Ciscos Rise Reflects Big Economic Picture
The announcement not only is a trophy for Cisco and an embarrassment for GM,
but also makes a statement about U.S. business in general: It is yet another indicator of
the slow-moving, decades-old changeover from a primarily physical-production
economy to one that relies on invention, design, intellectual property, and
advertising, marketing and sales.
Zeus Kerravala of The Yankee Group told eWEEK that "it's a feather in Cisco's cap, a sign of the times. GM is really the old guard, and our country is built on innovation, not manufacturing."
Charles King, principal analyst at Pund-IT, told eWEEK that the June 1 announcement says a couple of important things about the IT-fueled U.S. economy.
"I remember at the outset of the dot-com boom, when some of the IT companies [IBM, Hewlett-Packard, Intel] had gained such stature and pushed their way on, and it was seen to be a 'changing of the guard' at that point," King said. "This time, I think what we're seeing is [a] fundamental shift away from traditional manufacturing and more toward companies that are leveraging technology for the sake of information. While this isn't a new thing, it does say great things about Cisco's health and longevity as an organization."

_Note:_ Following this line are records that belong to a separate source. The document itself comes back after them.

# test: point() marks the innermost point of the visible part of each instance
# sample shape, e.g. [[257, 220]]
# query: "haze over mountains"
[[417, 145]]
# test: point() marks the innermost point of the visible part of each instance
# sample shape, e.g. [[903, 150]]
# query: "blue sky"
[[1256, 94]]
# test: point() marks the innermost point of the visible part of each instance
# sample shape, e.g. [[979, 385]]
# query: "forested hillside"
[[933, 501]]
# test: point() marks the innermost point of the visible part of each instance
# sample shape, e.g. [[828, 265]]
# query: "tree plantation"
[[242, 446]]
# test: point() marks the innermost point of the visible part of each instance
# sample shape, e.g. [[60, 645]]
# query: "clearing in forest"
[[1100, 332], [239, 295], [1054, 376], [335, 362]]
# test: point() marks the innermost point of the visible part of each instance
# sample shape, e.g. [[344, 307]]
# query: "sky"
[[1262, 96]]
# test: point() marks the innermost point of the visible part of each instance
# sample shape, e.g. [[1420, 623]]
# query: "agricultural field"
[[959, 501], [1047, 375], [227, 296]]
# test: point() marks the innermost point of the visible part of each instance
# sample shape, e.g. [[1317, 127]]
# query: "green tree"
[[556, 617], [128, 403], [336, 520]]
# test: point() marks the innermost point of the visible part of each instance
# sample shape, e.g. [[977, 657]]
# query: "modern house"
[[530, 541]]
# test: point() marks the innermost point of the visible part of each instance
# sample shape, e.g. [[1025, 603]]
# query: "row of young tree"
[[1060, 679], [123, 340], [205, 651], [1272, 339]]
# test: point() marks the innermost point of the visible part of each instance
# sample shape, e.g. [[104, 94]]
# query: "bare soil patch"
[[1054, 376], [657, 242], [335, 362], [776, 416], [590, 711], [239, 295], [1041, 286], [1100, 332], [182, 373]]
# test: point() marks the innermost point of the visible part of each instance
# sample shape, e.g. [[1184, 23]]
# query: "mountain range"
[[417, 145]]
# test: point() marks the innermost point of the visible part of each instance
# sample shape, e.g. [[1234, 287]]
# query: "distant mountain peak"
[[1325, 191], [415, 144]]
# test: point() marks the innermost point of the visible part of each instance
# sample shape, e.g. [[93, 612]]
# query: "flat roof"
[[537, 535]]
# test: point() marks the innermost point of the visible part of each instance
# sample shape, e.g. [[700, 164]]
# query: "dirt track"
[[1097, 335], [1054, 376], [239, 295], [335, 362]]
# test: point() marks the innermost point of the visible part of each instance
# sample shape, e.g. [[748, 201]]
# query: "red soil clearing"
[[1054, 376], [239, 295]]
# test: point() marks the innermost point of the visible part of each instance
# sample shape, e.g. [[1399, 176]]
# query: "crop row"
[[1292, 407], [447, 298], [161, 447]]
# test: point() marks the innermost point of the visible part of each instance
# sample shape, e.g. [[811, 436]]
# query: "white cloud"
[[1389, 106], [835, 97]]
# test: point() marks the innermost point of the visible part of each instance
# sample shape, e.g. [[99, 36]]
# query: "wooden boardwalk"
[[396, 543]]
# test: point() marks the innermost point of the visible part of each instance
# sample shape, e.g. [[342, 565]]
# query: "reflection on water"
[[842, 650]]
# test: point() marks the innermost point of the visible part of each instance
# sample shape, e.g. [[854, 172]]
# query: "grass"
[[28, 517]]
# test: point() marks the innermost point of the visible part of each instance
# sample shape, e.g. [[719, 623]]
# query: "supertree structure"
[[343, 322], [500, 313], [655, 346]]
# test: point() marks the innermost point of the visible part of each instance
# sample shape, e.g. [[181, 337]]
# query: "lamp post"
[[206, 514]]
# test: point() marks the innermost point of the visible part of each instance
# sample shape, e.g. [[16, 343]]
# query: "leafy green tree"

Cisco is a company that rose to prominence along with many others during the dot-com boom, King said. "But they've got staying power, and this should be seen as a feather in the cap of [CEO] John Chambers and his company," King said.
Changes in the Dow Jones list are rare. GM was added twice, first for about a year and a half in 1915 and then permanently in 1925. Only General Electric has been on the list longer; GE has been in the index since it began with 12 stocks in 1896.
The most recent change to the list was in September 2008, when Kraft Foods replaced AIG (American International Group).